"If you can't fix it, just roto it"
Objective of The Game
The aim of this project is to develop and implement an artificial agent in the unity game engine using ML algorithms such as neural networks and reinforcement learning to complete a goal in the game. Then pushing the system which the algorithm is implemented in to its limits. One way to accomplish this is by testing multiple instances of the algorithm at the same time on a singular machine.
The aim for this project is to use this work to optimise future algorithms or procedures to improve current AI for games.
Since models and resources are sparse, the game will be a simple objective based game such as moving an entity to complete a goal. The agent should be able to learn how to complete its goal and adapt over time to perfect it's method. It will be a 2D game ran in a 3D environment where the agent adapts to oncoming objects and jumps over them, the agent learns through reinforcement learning such as a reward system, while a score counter keeps check of how many objects
have been avoided (jumped over).
The game is a simple one, which the player jumps over an oncoming car, each car that the player jumps over earns them a point, we will use this system to reward the AI for completing its goal and give it an incentive to win.
ML Agent Academy Brain
In the ML Agents framework Agents are actors and the behavior which is linked to them determines how they act, an agent requires a behavior in order to function. The agent is responsible for collecting observations, executing actions and assigning rewards. The behavior entity of the framework is responsible for obtaining the observations and rewards and is responsible for determining which action to execute.
Raycasting
Ray casting in Unity is a powerful and common tool to observe the environment. The behavior parameters in the framework consist of vector observations, discrete or continuous data and model behavior types. Model behavior types consist of three main types.

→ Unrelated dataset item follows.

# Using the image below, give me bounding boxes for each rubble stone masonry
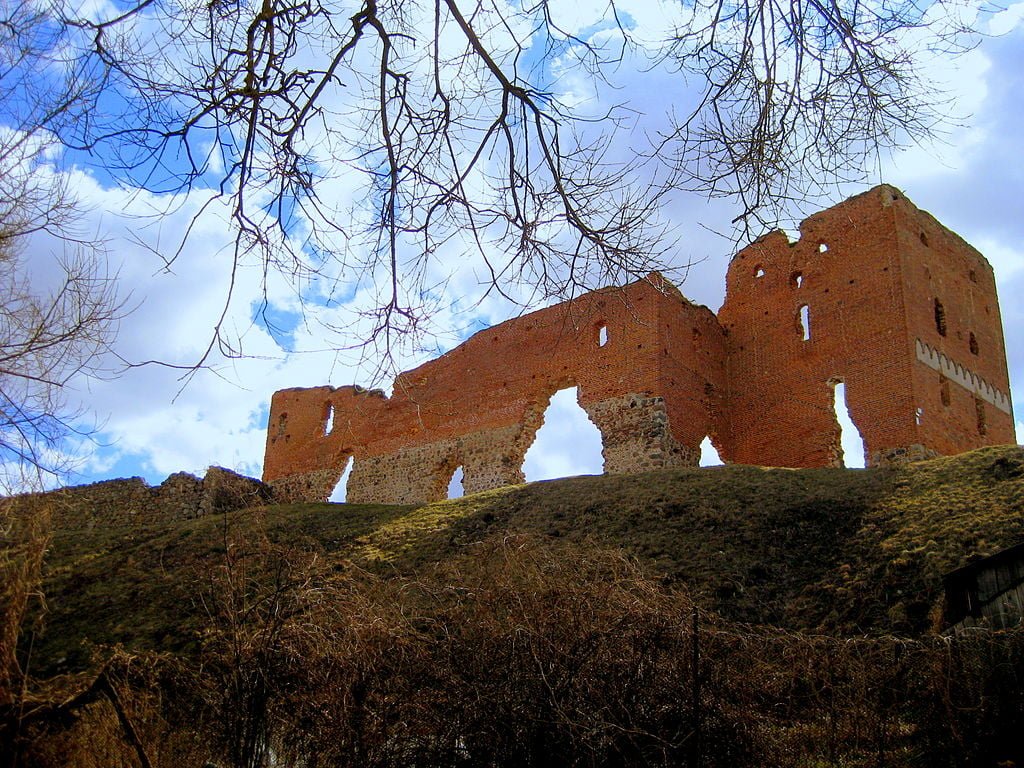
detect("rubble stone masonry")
[263,185,1015,503]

1. Heuristic: This is a classic implementation model, where the programmer decides how they want the intelligent agent to work and develop a hardcoded script to do certain actions given a specific state or response to a change in external stimuli. However this is not machine learning per say as it lacks versatility and can’t change.

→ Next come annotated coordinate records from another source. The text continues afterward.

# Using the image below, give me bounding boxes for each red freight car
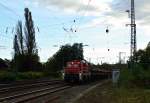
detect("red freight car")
[63,60,91,82]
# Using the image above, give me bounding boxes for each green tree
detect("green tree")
[12,8,41,71]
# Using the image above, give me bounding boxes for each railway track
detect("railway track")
[0,80,63,94]
[0,80,71,103]
[0,84,71,103]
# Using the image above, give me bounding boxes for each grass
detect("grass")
[75,83,150,103]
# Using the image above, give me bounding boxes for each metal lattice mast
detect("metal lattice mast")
[130,0,137,63]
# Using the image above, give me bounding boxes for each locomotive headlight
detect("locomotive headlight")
[79,73,82,80]
[62,72,65,80]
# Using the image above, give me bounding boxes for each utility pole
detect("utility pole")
[126,0,137,68]
[119,52,125,64]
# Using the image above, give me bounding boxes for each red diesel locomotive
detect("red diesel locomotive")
[63,60,91,82]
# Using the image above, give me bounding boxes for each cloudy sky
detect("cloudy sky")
[0,0,150,63]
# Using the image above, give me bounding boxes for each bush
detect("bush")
[119,64,150,88]
[119,69,135,87]
[0,71,16,82]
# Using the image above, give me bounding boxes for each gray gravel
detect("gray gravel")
[28,81,106,103]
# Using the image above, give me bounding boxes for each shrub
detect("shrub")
[0,71,16,82]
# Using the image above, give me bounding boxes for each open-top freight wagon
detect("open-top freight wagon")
[63,60,111,82]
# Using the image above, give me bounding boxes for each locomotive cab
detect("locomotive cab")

2. Learning: When the AI is currently trained using machine learning, during training a neural network gets generated, and in order to use the learned model and apply it to the system the last model used is inference.
3. Inference: The learned model is applied to the system but not changed.
Reinforcement Learning
The mechanism of this system in computer science thrives on a reward/punishment system. The state machine passively interacts with the environment, the machine collects a reward or punishment for each of its actions. The goal of this system is to increase its reward or decrease the risk over a sequence of actions and iterations with the environment, the more point’s the machine obtains, the closer it is to it’s goal, it can also lose points by doing incorrect actions. Reinforcement learning algorithms keep learning from experience of the environment until they explore all possible states.
ML Classes and C# Code
Jumper Class
Refactoring Jump for ML
Action handling in ML-Agents is monitored and controlled by the ActionRecieved(); function. The vector containing actions is in ActionsOut[] anything contained in ActionsOut will be sent and handled by the OnActionRecieved(); function
The initial change to the game must be done in the main player class (Named Jumper). Where now instead of inheriting from ACTOR the class will inherit from AGENT.
Then we can move the code from the Awake(); function to the Initialize(); function.
As shown above the OnActionReceived function checks the vector array and if it contains an action in the first slot then it will call the jump function
Reward System
The next step is to add rewards to the agent, the initial idea is that, when the object collides with the agent/player then the agent decrements the reward by -1, when the agent jumps over the object, it collides with a hidden object, this hidden collision increments the reward by 0.1.
Collision System/Rewards
The script must check, if there is collision with the player and the street then it can perform a jump, else it is in the air, and else if there is a collision with an object then it will decrement the reward. If there is a collision, then there will be a de incrementation in the reward and the game resets because the agent lost, and the end episode function must be called to end the episode.